HPRC provides a series of articles about mental health and security clearances, beginning with this one on how your good judgment favorably affects your clearance status.

Judgment matters

The real factors that heavily influence clearance status are whether an individual is trustworthy, dependable, reliable, and shows good judgment. Indeed, the vast majority of revoked or denied clearances occur because the applicant demonstrated a history of poor judgment and questionable decision-making. Infractions such as running up a credit card, getting numerous speeding tickets, or drinking and driving negatively impact clearance status much more commonly. The clearest disqualifier is active involvement with illegal drugs, including medical marijuana, which remains illegal at the federal level. Drug use and risky behavior, for example, are symptoms of more serious underlying psychological issues that can indeed impact clearance status. Many people incorrectly attribute negative clearance status to the simple act of seeking help instead of poor judgment and behavior.

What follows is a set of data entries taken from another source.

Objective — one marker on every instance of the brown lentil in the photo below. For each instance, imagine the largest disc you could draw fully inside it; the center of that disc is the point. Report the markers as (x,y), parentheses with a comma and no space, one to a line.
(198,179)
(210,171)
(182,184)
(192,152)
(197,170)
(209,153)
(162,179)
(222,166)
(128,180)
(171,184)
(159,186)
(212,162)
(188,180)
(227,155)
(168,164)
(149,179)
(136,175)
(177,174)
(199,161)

Seeking help when you face a problem—including a mental health problem—actually demonstrates trustworthiness, dependability, reliability, and good judgment—the very factors being vetted for a security clearance. Being forthcoming about what you experienced and how you dealt with it by obtaining help from a mental health professional shows mental clarity and self-awareness.

Debrief/Bottom line

Warfighters are expected to have the tactical skills and stamina required to perform at consistently high levels in stressful environments. However, even the strongest have moments in life that might require them to call for support. When you’re struggling, it takes courage to admit it and seek help. Doing so means you’re strong, and it means you have good judgment. Calling for support means that you can stay strong and be prepared for your teammates and your family, both of whom depend on you to stay on top of your game.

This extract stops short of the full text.